過去には意図的に斜頭症を形成してきたオルメカ文明やマヤ文明であっても社会に悪影響を及ぼしていたという明確な証拠はなかったようですが、自然人類学や現代発達文学という視点で見るとそうではなく、斜頭症というのは認知というものに対してそれ相当の悪影響を及ぼしていたようです。
何が言いたいのかよいうと、過去において斜頭症というのは社会全体として見た場合は小さな変数とみなされていた(問題とされていなかった)かも知れませんが、現代と同じように斜頭症が一定数発生している状況は個人に与える影響は小さくなかったと考えられるようです。
ただ、現代における斜頭症の発生率は私が調べ得る範囲において最も高い時代と言え、既に小学生における発達障害児増加が問題になっているという点で人類有史最悪の状況と言えるかも知れません。

⑪ 斜頭症は生後6か月を過ぎると自然に改善するのは難しくなる

“The course of positional cranial deformation from 3 to 12 months of age and associated risk factors: a follow-up with 3D imaging“
European Journal of Pediatrics volume 175, pages1893?1903(2016)

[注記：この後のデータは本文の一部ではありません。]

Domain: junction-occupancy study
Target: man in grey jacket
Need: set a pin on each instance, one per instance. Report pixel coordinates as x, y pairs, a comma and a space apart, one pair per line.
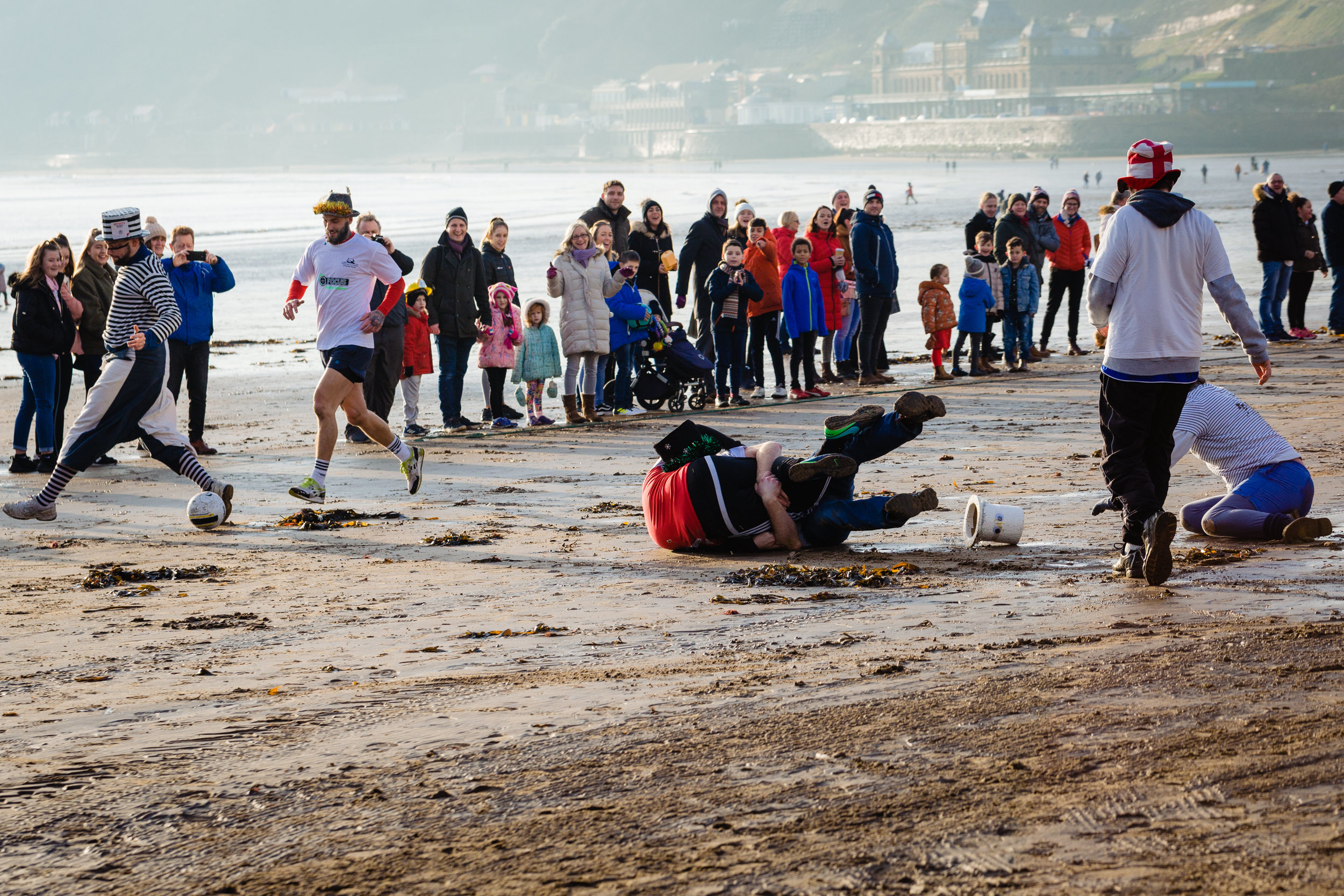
1147, 285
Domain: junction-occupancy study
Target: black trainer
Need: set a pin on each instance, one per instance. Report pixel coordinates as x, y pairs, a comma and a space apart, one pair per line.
1159, 531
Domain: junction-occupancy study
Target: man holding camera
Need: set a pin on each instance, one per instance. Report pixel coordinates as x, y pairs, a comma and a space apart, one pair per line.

“Limited neck range of motion and infant positional preference increase the risk of deformational plagiocephaly during the first months of life.”
「首の可動域制限と乳児の向き癖によって生後1か月の間に変形性斜頭症のリスクが高まります。」

“The spontaneous rate of correction for cranial asymmetry decreases after 6 months of age, also in relation to the rate of head growth.”
「頭蓋の非対称性の自発的な矯正率は、頭の成長率との関係も相まって生後6か月を過ぎると減少します。」

後天的な斜頭症などは生後1か月までに形成され生後6か月を過ぎると自然に改善する可能性が低い事を示しています。
多くの小児科医、特に保健師は斜頭症は成長とともに改善すると主張する方が多いのですがそれが正しい指導ではない事を示しています。
一部のヘルメット療法を提供する医療機関も生後6か月までを治療適応期間としている所もあり、古い慣習で医学的根拠の乏しい指導を受けると治療を受ける機会を失わせることになりかねません。
レベル3を超える頭蓋骨の変形は基本自然に良くなることはないので、子供に接する仕事をしている、特に医療関係者は斜頭症などの相談を受けるのであれば正しい知識を以て相談に当たって欲しいと切に願うばかりです。